By John Eberhard

In a recent article “The Age of the Marketing Guru” I talked about how we have seen a dramatic increase over the last 15-20 years of marketing gurus, basically guys telling us that some new thing is going to change everything in marketing.

Some of these new “marketing miracles” have included branding, inbound marketing, permission marketing, content marketing, blogging, and the idea that mass marketing is dead and we can only communicate one on one with prospects on social media.

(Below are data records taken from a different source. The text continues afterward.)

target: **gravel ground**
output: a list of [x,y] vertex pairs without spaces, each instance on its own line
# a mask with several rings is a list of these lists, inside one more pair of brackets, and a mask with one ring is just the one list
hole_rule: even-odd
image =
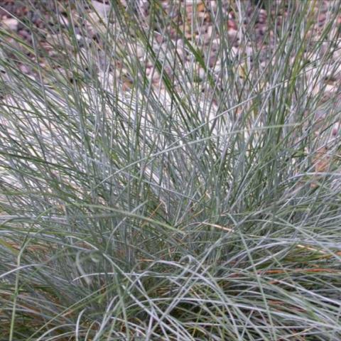
[[[123,6],[126,6],[126,1],[121,1]],[[219,75],[222,71],[220,60],[217,58],[220,47],[220,40],[219,34],[214,28],[212,18],[217,11],[217,1],[160,1],[163,8],[168,11],[173,20],[177,22],[179,27],[185,32],[187,39],[195,43],[199,50],[204,51],[210,51],[209,55],[205,55],[205,60],[208,60],[209,67],[212,71],[212,74],[216,77],[215,80],[219,82]],[[267,34],[269,28],[266,27],[268,13],[271,13],[271,16],[276,16],[277,25],[281,26],[282,21],[286,18],[286,6],[285,0],[271,0],[270,1],[264,1],[266,6],[271,6],[273,9],[275,5],[281,4],[283,6],[283,11],[275,13],[274,9],[269,11],[261,8],[255,12],[256,0],[244,0],[242,2],[244,5],[245,16],[242,21],[239,18],[236,18],[235,12],[233,11],[234,1],[229,0],[223,1],[223,14],[226,18],[226,30],[227,32],[229,43],[232,45],[230,53],[232,55],[239,55],[242,58],[248,58],[249,60],[252,60],[252,53],[254,50],[260,51],[261,60],[263,58],[264,63],[266,63],[266,50],[273,43],[271,34],[268,35],[269,38],[266,43],[264,43],[264,36]],[[328,23],[328,6],[332,6],[332,1],[320,0],[317,1],[317,6],[319,6],[318,17],[315,23],[311,34],[318,36],[319,33]],[[31,6],[28,6],[31,3]],[[100,38],[92,29],[92,23],[85,21],[77,16],[77,11],[75,6],[72,6],[73,1],[70,0],[59,0],[58,3],[58,11],[55,8],[55,1],[52,0],[31,0],[30,1],[22,1],[18,0],[3,0],[0,1],[0,25],[5,28],[7,31],[13,33],[17,34],[21,39],[25,40],[28,45],[32,45],[32,32],[37,33],[39,41],[36,42],[39,45],[39,51],[41,54],[41,63],[43,65],[45,61],[43,56],[47,53],[48,55],[58,58],[63,58],[63,53],[60,54],[60,50],[58,51],[55,48],[58,45],[58,39],[60,38],[58,32],[60,26],[67,26],[68,22],[67,13],[72,11],[73,17],[77,18],[75,21],[75,33],[79,38],[80,44],[82,39],[85,38],[92,40],[97,45],[100,46],[102,42]],[[87,11],[90,18],[94,20],[96,16],[94,16],[94,9],[99,13],[103,18],[105,19],[106,13],[109,10],[110,5],[109,0],[102,1],[90,1],[91,6],[87,6]],[[149,15],[149,1],[147,0],[139,0],[136,1],[136,11],[139,12],[139,17],[142,23],[148,23]],[[176,5],[176,6],[175,6]],[[322,6],[321,6],[322,5]],[[264,7],[263,6],[263,7]],[[59,16],[55,18],[51,18],[51,11],[58,12]],[[256,14],[255,14],[255,13]],[[15,18],[13,18],[13,16]],[[57,20],[56,20],[57,18]],[[252,40],[254,40],[254,46],[241,46],[240,44],[240,32],[243,31],[243,28],[247,27],[247,25],[251,20],[255,21],[254,29],[252,34]],[[341,16],[339,17],[338,21],[341,23]],[[146,23],[147,24],[147,23]],[[241,30],[241,28],[242,28]],[[182,65],[179,67],[193,69],[193,58],[191,59],[190,51],[184,48],[184,43],[178,39],[178,35],[174,28],[169,28],[168,33],[171,37],[174,45],[177,47],[176,52],[182,58]],[[162,32],[155,31],[154,37],[154,50],[160,51],[161,55],[164,55],[164,58],[169,57],[169,48],[165,41]],[[7,38],[8,43],[11,44],[13,48],[21,48],[16,43],[15,39],[11,34]],[[208,45],[212,45],[210,48]],[[65,45],[63,45],[65,48]],[[255,48],[256,47],[256,48]],[[135,54],[141,60],[145,57],[145,51],[141,46],[137,46],[129,51],[131,47],[126,46],[126,53]],[[65,53],[65,51],[64,51]],[[173,54],[173,52],[172,52]],[[31,55],[29,52],[26,52],[28,57],[35,58],[36,56]],[[335,53],[335,55],[332,58],[338,58],[341,57],[341,53]],[[8,55],[7,58],[11,58]],[[104,69],[107,65],[102,65],[102,60],[99,60],[99,67]],[[27,65],[18,65],[20,70],[26,73],[36,77],[33,71],[28,67]],[[146,74],[152,80],[153,83],[157,86],[163,87],[161,82],[160,75],[153,69],[151,63],[146,64]],[[200,65],[197,67],[197,82],[203,80],[205,77],[205,71]],[[129,90],[131,85],[131,77],[129,72],[124,67],[121,65],[119,61],[116,61],[112,70],[122,80],[122,89]],[[63,70],[60,69],[60,72]],[[166,67],[166,72],[169,72],[171,76],[172,67],[168,65]],[[337,89],[337,85],[340,82],[340,73],[333,74],[328,80],[325,86],[325,99],[328,99],[335,95]],[[205,82],[202,82],[205,84]]]

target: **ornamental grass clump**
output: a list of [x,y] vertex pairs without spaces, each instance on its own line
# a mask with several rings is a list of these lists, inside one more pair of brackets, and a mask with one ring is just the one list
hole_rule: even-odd
[[340,340],[341,3],[109,2],[0,30],[0,338]]

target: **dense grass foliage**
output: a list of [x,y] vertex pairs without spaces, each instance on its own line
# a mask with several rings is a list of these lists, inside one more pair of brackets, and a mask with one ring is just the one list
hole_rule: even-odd
[[0,339],[341,340],[340,1],[57,2],[0,32]]

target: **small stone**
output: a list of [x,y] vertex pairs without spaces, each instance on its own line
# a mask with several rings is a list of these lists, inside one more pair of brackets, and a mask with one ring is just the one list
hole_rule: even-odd
[[19,22],[14,18],[6,18],[2,20],[2,23],[11,31],[16,31]]
[[234,40],[235,39],[237,39],[237,37],[238,36],[238,31],[233,28],[230,28],[227,31],[227,36],[232,40]]

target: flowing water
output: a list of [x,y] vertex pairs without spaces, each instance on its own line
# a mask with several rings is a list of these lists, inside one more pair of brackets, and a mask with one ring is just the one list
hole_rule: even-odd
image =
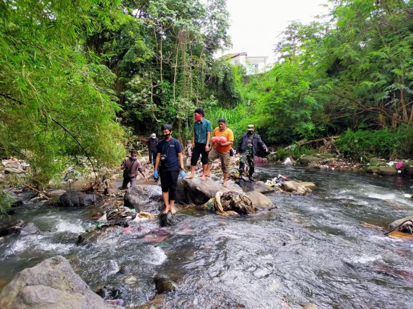
[[[39,204],[15,219],[43,231],[11,235],[0,243],[0,279],[61,254],[95,290],[121,290],[134,308],[156,295],[153,278],[164,274],[178,284],[163,300],[171,308],[413,308],[413,241],[383,235],[361,225],[385,226],[412,214],[413,184],[379,177],[280,165],[261,165],[262,180],[279,172],[315,183],[306,196],[271,194],[277,210],[224,217],[184,212],[176,227],[156,221],[108,229],[96,243],[75,244],[96,223],[93,208],[62,209]],[[126,274],[117,273],[122,265]]]

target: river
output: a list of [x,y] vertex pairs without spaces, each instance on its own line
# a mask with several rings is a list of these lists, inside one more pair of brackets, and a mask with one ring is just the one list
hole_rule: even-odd
[[[0,280],[61,254],[92,290],[116,287],[131,308],[155,296],[153,278],[162,274],[178,286],[164,299],[168,308],[413,308],[413,241],[361,224],[385,226],[412,215],[413,199],[403,194],[413,183],[278,165],[256,169],[262,180],[280,173],[318,189],[306,196],[269,195],[278,209],[253,216],[186,210],[176,227],[136,223],[85,246],[75,243],[96,223],[87,219],[93,208],[29,204],[14,218],[43,232],[0,242]],[[130,272],[117,273],[122,265]]]

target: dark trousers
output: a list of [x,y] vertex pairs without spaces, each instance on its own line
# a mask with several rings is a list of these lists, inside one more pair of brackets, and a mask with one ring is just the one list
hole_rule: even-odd
[[208,163],[208,153],[209,152],[205,150],[205,146],[206,146],[206,144],[195,143],[195,147],[192,150],[192,157],[191,158],[191,165],[192,166],[197,165],[200,155],[202,156],[201,161],[202,162],[203,165],[205,165]]
[[255,162],[254,160],[254,155],[248,152],[241,154],[241,157],[239,158],[239,177],[242,176],[244,172],[244,168],[245,166],[245,162],[248,164],[248,175],[252,176],[255,169]]
[[136,185],[136,176],[128,177],[123,176],[123,182],[122,183],[122,188],[126,189],[127,188],[127,184],[130,182],[130,187],[134,187]]
[[[152,161],[152,157],[153,157],[153,161]],[[156,151],[149,150],[149,163],[152,163],[152,161],[153,161],[153,164],[155,164],[155,161],[156,160]]]
[[169,192],[170,201],[175,201],[176,198],[176,187],[179,175],[178,170],[159,170],[161,188],[163,192]]

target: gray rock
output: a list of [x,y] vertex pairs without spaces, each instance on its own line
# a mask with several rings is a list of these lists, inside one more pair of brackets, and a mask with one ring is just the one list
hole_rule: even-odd
[[377,174],[383,176],[394,176],[397,174],[396,167],[392,166],[369,166],[366,172],[369,174]]
[[66,191],[64,190],[54,190],[49,191],[46,195],[49,197],[60,197],[62,194],[64,194]]
[[287,192],[296,193],[302,195],[306,195],[307,192],[311,191],[310,189],[307,189],[297,181],[290,180],[281,183],[281,188]]
[[20,229],[20,233],[22,235],[27,235],[27,234],[35,234],[39,232],[40,230],[33,222],[29,222],[24,225],[24,226]]
[[300,158],[300,161],[302,164],[308,164],[310,162],[318,162],[321,160],[321,158],[310,155],[304,155]]
[[109,309],[78,276],[69,261],[57,256],[17,273],[0,292],[2,309]]
[[[413,216],[409,216],[401,219],[393,221],[389,225],[389,226],[392,230],[393,229],[396,229],[396,227],[402,224],[404,221],[406,221],[408,219],[410,219],[411,220],[413,221]],[[404,224],[403,226],[401,227],[400,229],[398,231],[402,232],[408,232],[411,233],[412,230],[413,230],[412,228],[413,228],[413,223],[412,223],[410,221],[408,221]]]
[[181,221],[181,219],[179,215],[172,215],[170,212],[168,212],[166,215],[161,212],[159,217],[159,225],[162,227],[176,226]]
[[239,186],[246,192],[255,191],[265,194],[271,193],[275,191],[274,188],[267,186],[262,181],[245,180],[243,177],[239,182]]
[[98,198],[95,194],[70,191],[60,196],[59,205],[64,207],[87,206],[95,204]]
[[125,206],[134,208],[137,213],[144,211],[155,215],[162,207],[162,191],[158,185],[138,185],[128,189],[123,200]]
[[232,180],[228,181],[227,187],[224,188],[221,179],[214,181],[212,178],[212,177],[206,177],[204,181],[202,181],[201,177],[198,176],[192,179],[180,178],[178,181],[178,198],[176,202],[202,205],[212,197],[215,197],[215,195],[218,191],[223,192],[242,191],[240,186]]
[[310,182],[310,181],[298,181],[297,182],[300,185],[303,186],[306,189],[310,189],[311,190],[313,190],[317,188],[317,186],[313,182]]
[[155,287],[159,294],[175,291],[177,284],[173,281],[163,277],[155,277],[153,278]]
[[259,192],[256,191],[250,191],[247,192],[246,195],[252,202],[252,206],[257,209],[269,210],[277,208],[277,207],[273,204],[270,199]]

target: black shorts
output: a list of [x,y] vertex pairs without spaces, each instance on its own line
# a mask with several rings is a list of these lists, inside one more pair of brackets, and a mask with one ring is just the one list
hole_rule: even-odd
[[195,166],[198,161],[198,159],[200,158],[200,155],[202,156],[201,161],[202,164],[205,165],[208,163],[208,153],[209,152],[206,151],[205,146],[206,144],[201,144],[200,143],[196,143],[195,147],[192,150],[192,157],[191,158],[191,165],[192,166]]

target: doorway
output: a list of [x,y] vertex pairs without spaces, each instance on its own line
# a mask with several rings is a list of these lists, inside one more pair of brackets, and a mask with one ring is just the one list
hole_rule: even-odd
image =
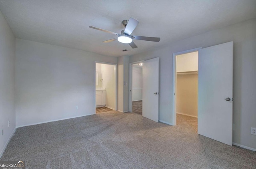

And the gurus have told us that if we didn’t get on board with these new miracles, we were going to be dead in the water with our marketing efforts and our companies.

A book called “Marketers are from Mars, Consumers are from New Jersey,” by Bob Hoffman, brought home the point to me, which I had already suspected, that most of these marketing gurus were wrong and that marketing has not really changed significantly in the 34 years I have been involved in it.

In my last article I listed some things at the end that I called “The Real Stuff,” which I want to expand on here.

The Real Marketing Tips

  1. Mass marketing is not dead. It’s vital to promote your product or service regularly on as many mass media channels as possible. But not every medium is equal to every other medium. Try new media cautiously. Observe what your successful competitors are doing. Where are they advertising or promoting? Especially if they are promoting via a particular medium on an ongoing basis, you can bet it is working for them. Some of the factors that will impact what type of media will work for your company are: is it local, regional or national, and is it sold to consumers (B2C or business to consumer) or other businesses (B2B or business to business)?
  2. The essence of marketing is figuring out who will buy your product or service (what demographic, profession, etc.), and then finding out what that specific target public needs and wants from your product or service. This usually requires surveys to find that out. Then you put together promotional campaigns offering what the target public wants. Then you get in leads and then you sell them.
  3. Hoffman points out that ad agencies used to be based around a creative guy who would find innovative, funny and creative ways to sell things. Now they tend to be based around numbers guys, who do everything by statistics. I tend to think he is right and that marketers need to concentrate more on finding clever ways to sell things.
  4. The job of a marketer is to get people to actually reach and express an interest in buying the product or service. Sometimes you work to get people to join a mailing list or some other result, other than expressing interest in buying the product or service. But it’s important to determine if that some other result that you are going for, such as getting people to engage on social media for instance, is actually leading to people expressing interest in buying (and actually buying) the product or service. Hoffman says that social media engagement, for example, has failed miserably in terms of leading to actual sales. Not to say you should necessarily drop social media, but look hard at whether it actually works for your type of business, because it won’t for all types.
  5. Just because some new web site or other medium has come out, and even if lots of people are talking about it, doesn’t necessarily mean that it will work in driving leads and sales. I go by this rule. If I see some new medium that I think has promise, I will try it out on a limited basis. If it actually works in driving leads and sales, I will write about it and promote it to my clients. But many writers about online marketing will talk about the latest bleeding edge stuff, with no concern about whether it will actually drive leads and sales. I tend to ignore these types of authors.
  6. An unfortunate aspect of the marketing guru universe is that often you see a guy who has made a lot of hay himself using some marketing method. And at the tail end of that curve, when he sees that the method is starting to fall off in its workability or effectiveness, he will – create a course on how to do it. I have been suckered into this twice, paying good money for a course, that once I tried it, found it didn’t work anymore.
  7. Although offline promo media have gone downhill from what they once were, they are not dead by any means. Direct mail especially is still alive and well, especially if you sell to a specific type of target public, and lists of that public can be acquired.

Where the rubber meets the road in marketing, is getting in leads and sales. That’s what pays for everything we do. We can be as innovative or bleeding edge as we want, as long as we keep that in mind and try new things out, in order to see if they work. And keep the majority of our budget in things that work.